Storage has always been a passion of mine. In 2000, I was a card-carrying SNIA member and worked on an SNIA committee regarding certification paths for IT pros to prove their storage know-how. That was during my SAN/NAS days at CommVault Systems when I wrote "Enterprise Storage Solutions for Sybex" with Chris Wolf, a noted virtualisation expert at The Burton Group. Times have certainly changed, judging from last week's Storage Networking World, which laid bare the raft of troubles today's organisations face when it comes to storing sensitive data.

First off, sensitive data left unprotected in the enterprise is on the rise. It is amazing the number of internal-use databases that carry Social Security numbers, credit card information, and the like. When it comes to unauthorised access, these databases - SQL and Access in particular - are prime and constant targets.

"There are a number of ways enterprises and vendors have tried to address this problem," Michael Mesaros from Dataguise told me, "and they each have their strengths and weaknesses."

Mesaros continued, "Application firewalls monitor database activity and seek to prevent unauthorized data access by users and malware. This does little good in preventing the spread of sensitive data accessed by authorized users and applications, however. Database encryption protects data from disclosure via direct disk access; however, data must be decrypted to be used by an application, and if the data is visible to the user, it can be stolen or compromised.

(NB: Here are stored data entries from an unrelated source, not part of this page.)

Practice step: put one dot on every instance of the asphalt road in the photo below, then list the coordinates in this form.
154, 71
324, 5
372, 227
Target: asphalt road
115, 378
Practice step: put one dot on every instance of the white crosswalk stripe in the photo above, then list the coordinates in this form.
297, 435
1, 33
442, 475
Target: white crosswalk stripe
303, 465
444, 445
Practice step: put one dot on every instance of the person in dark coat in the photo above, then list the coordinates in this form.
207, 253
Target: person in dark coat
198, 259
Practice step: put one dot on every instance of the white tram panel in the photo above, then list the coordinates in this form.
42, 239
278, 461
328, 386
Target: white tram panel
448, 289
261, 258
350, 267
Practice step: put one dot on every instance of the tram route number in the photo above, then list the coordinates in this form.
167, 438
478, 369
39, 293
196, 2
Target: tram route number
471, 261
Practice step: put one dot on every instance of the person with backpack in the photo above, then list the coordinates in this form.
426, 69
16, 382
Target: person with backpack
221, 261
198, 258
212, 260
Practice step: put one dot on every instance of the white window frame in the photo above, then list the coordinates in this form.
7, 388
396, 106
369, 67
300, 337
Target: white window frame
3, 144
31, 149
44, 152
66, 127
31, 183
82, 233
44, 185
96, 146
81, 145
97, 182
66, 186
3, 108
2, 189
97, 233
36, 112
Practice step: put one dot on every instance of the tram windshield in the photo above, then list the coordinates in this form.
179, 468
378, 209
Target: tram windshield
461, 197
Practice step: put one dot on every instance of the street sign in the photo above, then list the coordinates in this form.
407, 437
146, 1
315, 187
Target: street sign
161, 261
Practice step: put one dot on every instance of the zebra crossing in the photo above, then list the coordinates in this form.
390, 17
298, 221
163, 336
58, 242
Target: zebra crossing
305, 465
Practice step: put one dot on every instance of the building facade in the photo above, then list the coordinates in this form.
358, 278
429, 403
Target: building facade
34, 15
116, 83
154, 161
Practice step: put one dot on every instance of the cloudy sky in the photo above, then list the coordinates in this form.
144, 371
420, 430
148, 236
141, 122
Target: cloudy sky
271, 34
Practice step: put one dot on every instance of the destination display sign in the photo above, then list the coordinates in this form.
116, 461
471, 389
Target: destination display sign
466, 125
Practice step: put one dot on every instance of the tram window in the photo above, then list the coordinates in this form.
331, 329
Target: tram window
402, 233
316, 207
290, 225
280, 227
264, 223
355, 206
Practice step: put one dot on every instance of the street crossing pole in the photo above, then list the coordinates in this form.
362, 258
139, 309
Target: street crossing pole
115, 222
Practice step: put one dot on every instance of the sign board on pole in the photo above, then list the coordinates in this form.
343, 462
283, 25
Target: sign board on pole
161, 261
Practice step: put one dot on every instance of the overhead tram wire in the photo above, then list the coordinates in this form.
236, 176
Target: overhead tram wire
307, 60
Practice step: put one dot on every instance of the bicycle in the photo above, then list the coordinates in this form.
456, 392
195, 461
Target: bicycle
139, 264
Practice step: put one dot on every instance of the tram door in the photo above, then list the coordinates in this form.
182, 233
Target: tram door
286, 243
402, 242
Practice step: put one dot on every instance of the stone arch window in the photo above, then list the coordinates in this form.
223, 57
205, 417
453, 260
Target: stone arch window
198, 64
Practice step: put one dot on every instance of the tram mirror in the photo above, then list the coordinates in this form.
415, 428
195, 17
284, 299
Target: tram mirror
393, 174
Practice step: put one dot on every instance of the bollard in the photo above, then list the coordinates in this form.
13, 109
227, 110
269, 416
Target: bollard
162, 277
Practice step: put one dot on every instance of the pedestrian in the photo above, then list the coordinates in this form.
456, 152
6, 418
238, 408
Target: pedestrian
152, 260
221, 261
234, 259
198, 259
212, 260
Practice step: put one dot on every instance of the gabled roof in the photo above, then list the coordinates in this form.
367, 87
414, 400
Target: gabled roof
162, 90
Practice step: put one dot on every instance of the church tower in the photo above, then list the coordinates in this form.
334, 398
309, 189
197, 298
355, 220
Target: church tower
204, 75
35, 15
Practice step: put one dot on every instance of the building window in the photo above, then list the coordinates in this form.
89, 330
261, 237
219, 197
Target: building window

Finally, data loss prevention [DLP] technologies can crawl databases to find sensitive data, index it, and create data 'fingerprints,' so the data could be recognized at an egress or endpoint. The limitation of DLP, however, is in its ability to provide managers and analysts with a view of how sensitive data is organized within the application."

In response to this increasing problem, Dataguise DgDiscover first locates, then searches the databases deployed on a company's network, returning statistics regarding the volume and location of sensitive information, including credit card numbers, Social Security numbers, personal identifiers, and custom-defined data types. This information allows managers to track sensitive data at the application level. Also, DgDiscover provides an easy way to identify data that requires masking when copied from production servers for non-production use.

Admins then use DgMasker to select columns for masking, which are imported into DgMasker for fast masking-in-place. Masking with DgMasker allows enterprises to leverage application data for business analysis, test, development, and support activities without the risk of compromising sensitive information.

Watching a demonstration of Dataguise's solution was enlightening. On the one hand, the product was impressive; on the other, the data it returned scared me tremendously. How many products these days use a database on the back end, even just SQL Express? And you don't think about it once it is installed and the app is running, right? But that data is open to others. This had me curious whether other vendors offered solutions targeted at unsecured data in production enterprise environments.

One possibility to assist with protecting your environment is to use a data storage encryption solution, such as those offered by EMC, NetApp, Vormetric, and others. Once you discover the location of the sensitive data in your environment, possibly with a tool such as DgDiscover, you can then look to another vendor's tool to encrypt the data against theft.

Database masking, aka data sanitation or data scrambling, is one possible solution, as Dataguise's product shows. With database masking, the real data is obscured, or replaced, with "realistic, but not real data," and it is typically used more with non-production environments, including development, testing, and business analysis. Sometimes when you work with copies of a production environment in order to test or develop, the production data is protected, but the data that has been copied for testing is not.

Companies such as IBM, Oracle, Dataguise, and others provide the ability to mask the data. In many cases, the software solution you choose can automatically mask the sensitive data when the test or development copy is created, saving you the extra step of discovery and then masking.

The discussion was an eye opener for me. It might be worth it for you to run a test of your own environment. See what databases exist and whether you might be able to glean some sensitive information. You might be surprised - and horrified - to see how open that data is. Mask it, encrypt it, lock it down.

If you are already aware and actively protecting your database data, lend some insight in the comments section as to what you use, how it is working for you, and what advice you might have for others to help them better protect their environment.